WASHINGTON, D.C. – U.S. Sens. Ted Cruz (R-Texas), John Kennedy (R-La.), and Mike Lee (R-Utah) today reintroduced the Chemical Tax Repeal Act to eliminate the Superfund Tax imposed by the Infrastructure Investment and Jobs Act. Sen. Cruz previously introduced this bill in 2021.
The 2021 infrastructure law imposed roughly $15 billion worth of taxes on 42 different chemicals, critical minerals, and metallic elements that are the building blocks of common household items such as plastics, rubber, concrete, soap, lightbulbs, and electronics. Texas is home to forty percent of the country’s chemical manufacturing plants, and would be heavily impacted by this tax.
Upon reintroduction, Sen. Cruz said:
“Inflation has skyrocketed under President Biden, and his Chemical Tax would only make things worse. This tax increases prices on Texas and American manufacturers, driving up the prices of everyday household items that families need. Repealing this tax would benefit those most harmed by Washington’s out-of-control, inflation-driving spending: American families and those on a fixed income.”
Deputy Director of the consumer advocacy group Consumer Choice Center, Yaël Ossowski, said:
“In a time of persistent inflation and escalating trade wars, we must do everything we can to ease imposed burdens and costs on consumers. Repealing taxes on necessary chemicals and components — all pivotal to American manufacturing, domestic production, and increased competition — is a great measure that will go a long way in making lives for consumers just that much easier. We praise any efforts that help make products and services more affordable for American families.”
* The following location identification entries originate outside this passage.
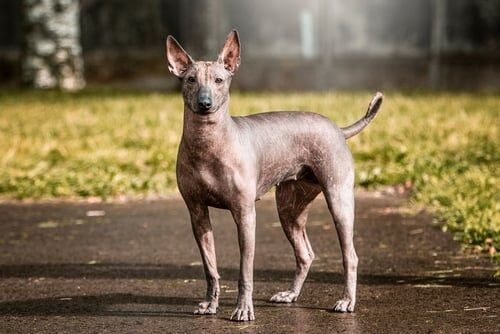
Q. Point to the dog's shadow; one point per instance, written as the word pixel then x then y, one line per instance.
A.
pixel 128 304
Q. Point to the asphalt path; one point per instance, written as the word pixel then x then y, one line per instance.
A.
pixel 134 267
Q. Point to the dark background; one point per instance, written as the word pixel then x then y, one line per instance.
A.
pixel 294 44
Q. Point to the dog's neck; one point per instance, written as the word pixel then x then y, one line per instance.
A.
pixel 203 131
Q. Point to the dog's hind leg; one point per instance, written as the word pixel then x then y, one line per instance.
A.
pixel 293 199
pixel 340 201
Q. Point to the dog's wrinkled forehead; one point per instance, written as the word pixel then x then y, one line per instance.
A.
pixel 207 71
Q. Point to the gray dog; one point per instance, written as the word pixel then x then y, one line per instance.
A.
pixel 230 162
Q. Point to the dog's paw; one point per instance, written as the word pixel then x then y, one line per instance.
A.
pixel 243 312
pixel 344 305
pixel 284 297
pixel 206 307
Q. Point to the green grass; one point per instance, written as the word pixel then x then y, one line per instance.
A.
pixel 104 143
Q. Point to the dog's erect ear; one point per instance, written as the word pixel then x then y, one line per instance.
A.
pixel 230 54
pixel 178 59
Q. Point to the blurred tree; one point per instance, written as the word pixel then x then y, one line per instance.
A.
pixel 52 53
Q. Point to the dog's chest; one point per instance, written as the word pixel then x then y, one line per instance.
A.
pixel 217 182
President of the National Taxpayers Union, Pete Sepp, said:
“The chemical excise tax enacted in 2021 has all the hallmarks of bad policy — a punitive rate, levied on critical materials to the economy, which is difficult to administer and will be hidden in the price of numerous goods that consumers and small businesses depend on every day. Taxpayers are grateful to Senator Cruz for keeping up the fight to repeal this destructive tax and protect American families’ already fragile finances.”
President of the Taxpayers Protection Alliance, David Williams, said:
“TPA applauds Sen. Ted Cruz (R-Texas) for offering legislation to repeal the Superfund excise tax. The Superfund excise tax was originally created in the 1980’s and since its re-implementation as part of the Infrastructure Investment and Jobs Act (IIJA) in 2021, has needlessly pulled more than $1.2 billion annually away from American employers, individuals, and consumers. As with any tax, the added costs of doing business means higher prices and lower productivity. TPA thanks Sen. Cruz for proposing this commonsense solution to protect hardworking Americans and lower costs for businesses and consumers.”
The Chemical Tax, also known as the Superfund Tax, existed from 1987-1995, and was used to mitigate certain contaminated sites around the country with mixed success and high costs. The 2021 infrastructure law re-imposed the tax at twice its prior levels. Because it is an excise tax, it is simply passed down the supply chain, raising process for many common items.
The Joint Committee on Taxation estimate the tax will cost Americans $1.45 billion annually for ten years.
The tax is used to pay for cleanup for sites on EPA’s Superfund list where there is no longer a responsible party to pay to clean up the site. In a recent budget committee hearing EPA Administrator Regan testified that the EPA’s administrative cost was 27% for many of their programs, which is why programs like these are best left to state agencies.
Another side effect of the tax is that is increases costs of producing items in the U.S. which uses these chemicals, giving an advantage to foreign manufacturers and harming American companies and workers.
Groups against the Superfund Tax include the National Taxpayers Union, Americans for Prosperity, Americans for Tax Reform, the Council for Citizens Against Government Waste, Freedom Works, and the Taxpayers Protection Alliance.